Because he is a public-company CEO, his equity and compensation numbers are typically refreshed through each annual proxy and through interim Form 4 filings. If you are updating your own estimate, anchor it to the latest Form 4 share balance date, then re-price the share block using the day the Form 4 was filed, not today’s price, to keep the math consistent.
Why do net worth estimates swing so much from year to year for banking executives like Charles Shaffer?
Look for what was actually realized (shares sold, cash received, shares vested) rather than only what was granted. Proxy tables that show option exercises and stock that vested help you estimate taxes and cash flow more accurately, since grant-date values can overstate economic wealth if awards do not fully vest or immediately convert to taxable gain.
Do SERP-related arrangements for Charles Shaffer count as part of net worth right now?
SERPs and other deferred compensation can increase total economic compensation without creating liquid assets. In a net worth model, treat these as future benefits with uncertainty (age, payout timing, and plan terms) and usually do not count them at face value unless you have enough detail to approximate a present value.
What is the most common mistake people make when estimating Charles Shaffer’s net worth from SEC filings?
If a model assumes he holds more shares than the insider filings show, the net worth number will likely be too high. A common error is mixing grant totals with current directly held shares, or double counting shares held through benefit plan accounts.

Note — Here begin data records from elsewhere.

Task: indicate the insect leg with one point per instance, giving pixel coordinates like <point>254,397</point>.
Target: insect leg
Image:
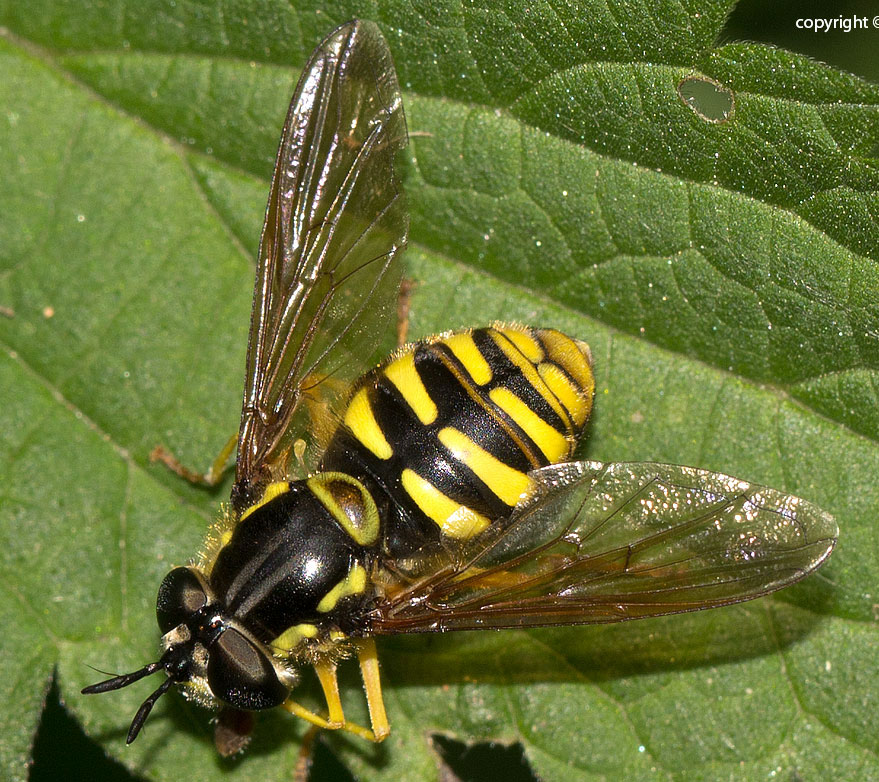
<point>211,478</point>
<point>326,674</point>
<point>368,658</point>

How should I account for liabilities when only assets like SBCF shares are visible in filings?
The equity stake is usually the largest documented asset component, but liabilities can move the final result meaningfully. Since personal debts are not disclosed, your best practical adjustment is to include a conservative allowance for mortgage and taxes owed on vested compensation, rather than trying to estimate a specific dollar liability without evidence.

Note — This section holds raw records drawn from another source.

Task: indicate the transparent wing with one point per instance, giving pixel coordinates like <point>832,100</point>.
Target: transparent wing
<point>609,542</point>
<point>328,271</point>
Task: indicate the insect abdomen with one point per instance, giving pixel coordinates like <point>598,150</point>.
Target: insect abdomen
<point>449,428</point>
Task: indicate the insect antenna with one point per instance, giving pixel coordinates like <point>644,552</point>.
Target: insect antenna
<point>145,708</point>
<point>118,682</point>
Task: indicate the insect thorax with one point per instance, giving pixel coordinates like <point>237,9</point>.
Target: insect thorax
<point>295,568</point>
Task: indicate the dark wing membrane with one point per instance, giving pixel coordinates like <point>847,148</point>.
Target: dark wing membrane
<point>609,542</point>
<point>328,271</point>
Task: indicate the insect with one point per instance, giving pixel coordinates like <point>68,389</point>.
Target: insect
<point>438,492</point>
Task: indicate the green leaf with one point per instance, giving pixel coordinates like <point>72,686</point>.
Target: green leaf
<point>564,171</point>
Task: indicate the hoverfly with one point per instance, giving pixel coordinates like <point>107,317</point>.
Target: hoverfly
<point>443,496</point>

Why can’t I estimate net worth by multiplying Charles Shaffer’s annual compensation by his years as CEO?
Not exactly. A proxy’s total compensation is a flow for one year, while net worth is a stock of accumulated assets. To bridge the gap, you need assumptions for savings rate, investment performance, and after-tax spending, and you should not simply multiply annual compensation by the number of years.
How can I tell whether a Charles Shaffer net worth number from an aggregator site is reliable?
Aggregator sites can be wrong when they either use a different person with the same name or rely on unstated assumptions like inflated share counts, unverified private business ownership, or unrealistic income tax adjustments. A quick check is whether their number can be reconciled to disclosed Form 4 share changes and the proxy’s equity vesting/exercise information.
If he sells some SBCF shares, does his net worth always drop in the model?
Not always. If SBCF shares rise after he sells, the current value of remaining holdings increases, but the estimate may not reflect taxes already paid on the sale or future tax drag on vesting. Re-pricing remaining shares is appropriate, but keep separate the realized proceeds and the untaxed future appreciation to avoid overstating wealth.
What quick sanity test can I do to verify my Charles Shaffer net worth estimate?
For a quick self-check, compute (1) market value of directly held shares plus any clearly disclosed plan-held shares, then (2) subtract a conservative tax and liability allowance. If your result lands far outside the $8 million to $12 million band without evidence for additional major assets, that is a red flag to revise share counts, not to assume missing wealth.
How do I confirm I am estimating the net worth of the correct Charles Shaffer?
Because name ambiguity is common, you should verify the match first by role and company, such as CEO/Chairman of Seacoast Banking Corporation of Florida (SBCF). If the sources do not mention the correct company, or they reference a different industry, treat the net worth figure as likely unrelated.